Hope Fa-Kaji (she/her/hers) is a third generation Chinese American and fourth generation Japanese American, and one of five sisters. Partially due to growing up in a big family, she didn't always feel a personal sense of urgency to learn her family history. However, after the passing of her grandparents, her parents became the primary family historians. Fa-Kaji's work attempts to think through the stories that are now passed down to her generation, alongside larger questions of identity and justice. She works as an equipment engineer and has been published in the Academy of the Heart and Mind and the archipelago.

Rachel Afi Quinn

Rachel Afi Quinn was born and raised in Durham, North Carolina but has made home in many other places since.
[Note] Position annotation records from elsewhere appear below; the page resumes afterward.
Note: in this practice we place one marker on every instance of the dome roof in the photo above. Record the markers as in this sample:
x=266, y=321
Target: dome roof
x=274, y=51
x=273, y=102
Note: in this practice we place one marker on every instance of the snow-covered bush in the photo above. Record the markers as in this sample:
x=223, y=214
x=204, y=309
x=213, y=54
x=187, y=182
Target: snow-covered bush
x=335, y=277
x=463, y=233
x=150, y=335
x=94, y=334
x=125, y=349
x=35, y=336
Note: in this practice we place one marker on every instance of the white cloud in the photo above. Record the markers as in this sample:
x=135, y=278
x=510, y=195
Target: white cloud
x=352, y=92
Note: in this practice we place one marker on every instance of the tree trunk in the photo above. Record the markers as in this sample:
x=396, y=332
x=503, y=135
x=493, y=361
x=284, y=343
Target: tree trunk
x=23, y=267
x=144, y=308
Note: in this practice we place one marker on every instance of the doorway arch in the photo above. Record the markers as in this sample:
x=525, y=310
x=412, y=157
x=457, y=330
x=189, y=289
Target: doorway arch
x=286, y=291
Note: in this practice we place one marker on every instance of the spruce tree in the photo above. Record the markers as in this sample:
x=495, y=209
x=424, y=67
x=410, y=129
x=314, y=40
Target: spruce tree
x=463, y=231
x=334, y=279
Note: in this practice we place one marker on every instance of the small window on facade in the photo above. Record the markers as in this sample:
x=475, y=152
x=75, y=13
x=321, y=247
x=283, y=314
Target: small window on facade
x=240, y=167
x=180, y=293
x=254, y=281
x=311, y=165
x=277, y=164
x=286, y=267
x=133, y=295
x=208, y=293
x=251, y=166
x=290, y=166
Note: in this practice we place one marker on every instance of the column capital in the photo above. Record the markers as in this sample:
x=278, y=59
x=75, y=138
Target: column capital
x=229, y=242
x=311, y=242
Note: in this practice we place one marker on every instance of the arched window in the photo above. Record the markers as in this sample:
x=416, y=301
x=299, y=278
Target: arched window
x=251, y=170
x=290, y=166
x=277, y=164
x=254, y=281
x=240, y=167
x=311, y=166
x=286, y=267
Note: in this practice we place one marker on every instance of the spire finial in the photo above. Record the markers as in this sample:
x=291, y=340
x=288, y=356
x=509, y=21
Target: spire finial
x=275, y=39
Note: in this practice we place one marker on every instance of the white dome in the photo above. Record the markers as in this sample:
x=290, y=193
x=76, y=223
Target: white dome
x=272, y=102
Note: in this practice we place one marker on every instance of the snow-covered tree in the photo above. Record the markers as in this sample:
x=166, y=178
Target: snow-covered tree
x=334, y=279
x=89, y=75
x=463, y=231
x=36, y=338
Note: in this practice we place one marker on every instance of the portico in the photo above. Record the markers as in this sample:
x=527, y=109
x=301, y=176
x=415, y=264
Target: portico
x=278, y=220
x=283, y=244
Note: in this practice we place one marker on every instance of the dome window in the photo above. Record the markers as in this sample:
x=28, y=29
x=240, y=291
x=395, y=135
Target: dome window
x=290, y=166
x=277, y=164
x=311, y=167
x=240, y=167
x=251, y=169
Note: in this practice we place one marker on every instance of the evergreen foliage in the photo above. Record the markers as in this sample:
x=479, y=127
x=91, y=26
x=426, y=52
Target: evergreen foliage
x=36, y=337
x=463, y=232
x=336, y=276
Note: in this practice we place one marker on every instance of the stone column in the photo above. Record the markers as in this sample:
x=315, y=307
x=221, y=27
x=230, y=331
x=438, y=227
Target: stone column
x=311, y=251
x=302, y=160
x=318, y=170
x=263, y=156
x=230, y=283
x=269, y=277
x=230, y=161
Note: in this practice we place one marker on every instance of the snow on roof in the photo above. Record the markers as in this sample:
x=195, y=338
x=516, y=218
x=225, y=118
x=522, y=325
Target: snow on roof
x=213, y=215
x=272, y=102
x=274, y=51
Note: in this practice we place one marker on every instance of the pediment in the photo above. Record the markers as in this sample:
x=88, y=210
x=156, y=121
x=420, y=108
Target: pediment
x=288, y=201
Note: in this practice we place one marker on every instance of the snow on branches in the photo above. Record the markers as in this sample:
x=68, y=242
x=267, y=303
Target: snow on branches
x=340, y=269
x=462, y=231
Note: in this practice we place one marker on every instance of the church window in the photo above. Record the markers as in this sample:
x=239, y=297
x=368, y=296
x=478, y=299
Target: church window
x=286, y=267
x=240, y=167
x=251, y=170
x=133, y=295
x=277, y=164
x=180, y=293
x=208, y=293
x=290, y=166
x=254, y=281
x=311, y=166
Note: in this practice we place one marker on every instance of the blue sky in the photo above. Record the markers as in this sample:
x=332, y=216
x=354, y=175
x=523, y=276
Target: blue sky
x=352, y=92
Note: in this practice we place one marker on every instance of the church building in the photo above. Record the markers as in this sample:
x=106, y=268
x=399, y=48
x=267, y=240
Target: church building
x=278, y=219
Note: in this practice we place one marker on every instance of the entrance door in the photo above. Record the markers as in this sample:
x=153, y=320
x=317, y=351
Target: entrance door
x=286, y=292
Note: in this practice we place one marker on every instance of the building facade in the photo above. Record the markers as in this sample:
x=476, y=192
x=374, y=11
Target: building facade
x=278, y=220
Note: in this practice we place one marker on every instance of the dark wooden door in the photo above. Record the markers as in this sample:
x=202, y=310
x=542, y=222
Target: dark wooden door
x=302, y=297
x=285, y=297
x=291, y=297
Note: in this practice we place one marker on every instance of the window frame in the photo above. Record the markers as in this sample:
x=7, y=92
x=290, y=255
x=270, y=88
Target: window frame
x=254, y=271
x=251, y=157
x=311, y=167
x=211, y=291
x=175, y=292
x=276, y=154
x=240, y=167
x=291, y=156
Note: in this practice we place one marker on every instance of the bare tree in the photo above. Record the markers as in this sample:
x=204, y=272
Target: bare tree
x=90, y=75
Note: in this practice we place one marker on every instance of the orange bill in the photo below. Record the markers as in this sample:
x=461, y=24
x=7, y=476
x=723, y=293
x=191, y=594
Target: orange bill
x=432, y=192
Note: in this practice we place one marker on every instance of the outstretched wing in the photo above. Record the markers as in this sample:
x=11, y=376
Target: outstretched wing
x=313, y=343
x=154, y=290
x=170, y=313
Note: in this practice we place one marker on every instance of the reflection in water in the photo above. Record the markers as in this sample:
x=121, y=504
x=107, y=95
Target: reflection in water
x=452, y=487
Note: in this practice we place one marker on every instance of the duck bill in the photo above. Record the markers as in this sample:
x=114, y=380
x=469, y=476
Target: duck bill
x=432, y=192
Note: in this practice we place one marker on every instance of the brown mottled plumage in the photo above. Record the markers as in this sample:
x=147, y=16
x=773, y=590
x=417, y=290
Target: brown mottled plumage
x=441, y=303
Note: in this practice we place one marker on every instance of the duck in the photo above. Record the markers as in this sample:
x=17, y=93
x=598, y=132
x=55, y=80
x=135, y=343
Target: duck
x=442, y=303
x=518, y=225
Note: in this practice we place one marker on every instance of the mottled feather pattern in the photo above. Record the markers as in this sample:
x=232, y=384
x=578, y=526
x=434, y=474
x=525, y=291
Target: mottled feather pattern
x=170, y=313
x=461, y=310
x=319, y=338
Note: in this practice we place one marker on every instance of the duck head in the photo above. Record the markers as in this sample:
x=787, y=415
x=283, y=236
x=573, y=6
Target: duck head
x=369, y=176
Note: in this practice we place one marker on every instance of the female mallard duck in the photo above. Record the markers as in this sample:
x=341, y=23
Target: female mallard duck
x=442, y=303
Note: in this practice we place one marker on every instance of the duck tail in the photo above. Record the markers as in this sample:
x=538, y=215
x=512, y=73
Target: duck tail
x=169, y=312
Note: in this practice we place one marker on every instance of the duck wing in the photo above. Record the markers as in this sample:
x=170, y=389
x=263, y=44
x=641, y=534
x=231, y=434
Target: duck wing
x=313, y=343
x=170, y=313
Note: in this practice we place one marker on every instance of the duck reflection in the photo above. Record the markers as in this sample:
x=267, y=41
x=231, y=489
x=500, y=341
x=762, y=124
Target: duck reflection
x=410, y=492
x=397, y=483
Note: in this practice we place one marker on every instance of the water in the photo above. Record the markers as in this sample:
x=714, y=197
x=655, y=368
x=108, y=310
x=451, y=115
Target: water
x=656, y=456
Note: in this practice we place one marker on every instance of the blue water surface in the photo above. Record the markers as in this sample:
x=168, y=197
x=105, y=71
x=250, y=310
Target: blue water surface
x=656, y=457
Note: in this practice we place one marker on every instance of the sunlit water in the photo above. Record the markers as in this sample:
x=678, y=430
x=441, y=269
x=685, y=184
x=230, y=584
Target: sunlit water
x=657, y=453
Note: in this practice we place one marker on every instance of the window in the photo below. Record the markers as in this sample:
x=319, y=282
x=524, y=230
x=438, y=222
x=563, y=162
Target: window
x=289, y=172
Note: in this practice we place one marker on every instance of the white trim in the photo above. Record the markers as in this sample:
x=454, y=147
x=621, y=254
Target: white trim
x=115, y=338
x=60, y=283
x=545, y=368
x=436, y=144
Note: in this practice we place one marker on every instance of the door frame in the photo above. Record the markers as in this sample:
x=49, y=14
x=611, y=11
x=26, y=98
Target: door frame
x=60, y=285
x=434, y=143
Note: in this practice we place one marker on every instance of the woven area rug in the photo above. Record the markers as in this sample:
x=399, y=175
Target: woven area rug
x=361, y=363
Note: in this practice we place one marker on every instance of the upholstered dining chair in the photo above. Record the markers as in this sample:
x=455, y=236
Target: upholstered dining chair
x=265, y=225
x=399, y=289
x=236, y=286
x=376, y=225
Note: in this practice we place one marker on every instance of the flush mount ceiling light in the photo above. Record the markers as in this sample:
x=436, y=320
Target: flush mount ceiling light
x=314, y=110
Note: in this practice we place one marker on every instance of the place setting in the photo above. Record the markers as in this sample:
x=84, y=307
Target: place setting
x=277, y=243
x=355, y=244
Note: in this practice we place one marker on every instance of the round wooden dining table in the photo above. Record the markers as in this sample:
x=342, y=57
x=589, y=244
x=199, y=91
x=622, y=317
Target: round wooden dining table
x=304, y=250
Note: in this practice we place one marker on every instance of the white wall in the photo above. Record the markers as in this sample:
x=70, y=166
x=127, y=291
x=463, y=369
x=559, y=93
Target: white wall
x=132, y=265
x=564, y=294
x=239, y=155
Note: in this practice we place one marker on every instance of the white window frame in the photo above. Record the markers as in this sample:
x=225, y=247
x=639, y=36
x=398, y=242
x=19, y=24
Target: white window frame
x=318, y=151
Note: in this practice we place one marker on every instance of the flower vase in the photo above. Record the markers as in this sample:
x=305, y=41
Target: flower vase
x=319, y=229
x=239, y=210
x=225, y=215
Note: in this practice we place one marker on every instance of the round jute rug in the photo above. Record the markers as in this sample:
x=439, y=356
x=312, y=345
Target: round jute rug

She’s now an associate professor in the Department of Comparative Cultural Studies and the Women’s, Gender & Sexuality Studies Program at the University of Houston. Some of her writings on identity can be found in Sinister Wisdom, Burlington Contemporary, Small Axe and in the edited collection Other Tongues: Mixed Race Women Speak Out (2010). Her transnational feminist ethnography, Being La Dominicana: Race and Gender in the Visual Culture of Santo Domingo (2021), will soon be available in Spanish.

ori rue

你好嗎 / nei5 hou2 maa3, i am ori rue [mirror pronouns], they, [ask], [some are secrets], a poet, singer, & studier of herbalism who explores the queering of negative affects such as rage, grief, & fear. a childlike dreamer, i am interested by how community bonds form, develop, & deepen. i am particularly passionate about cooking as choreography, release, & mutual aid. often, i struggle to write, turning towards gestures, stretches, & hums. i consistently find my selfs yearning to play, cuddle, & melt with soils, breezes, flames, & streams. currently, i am learning to tend to my bodymindspirits & rely on others as they rely on me. it's so difficult to be alive right now. take the care you need.

Phuong Uyên Huỳnh Võ

Phương Uyên Huỳnh Võ is a poet from Anaheim, California and Sài Gòn, Việt Nam. Her work has been featured or forthcoming in Huizache, Two Hawks Quarterly, Rising Phoenix Lit, diaCritics, Acid Verse, and Loves Me Zine. She is an aluma of Roots. Wounds. Words, Kenyon Review Workshops, and Fulbright. In her free time, Phương likes to play piano, sing songs on repeat, and laugh with friends. She currently resides in Long Beach, CA, land of the Tongva and Kizh people.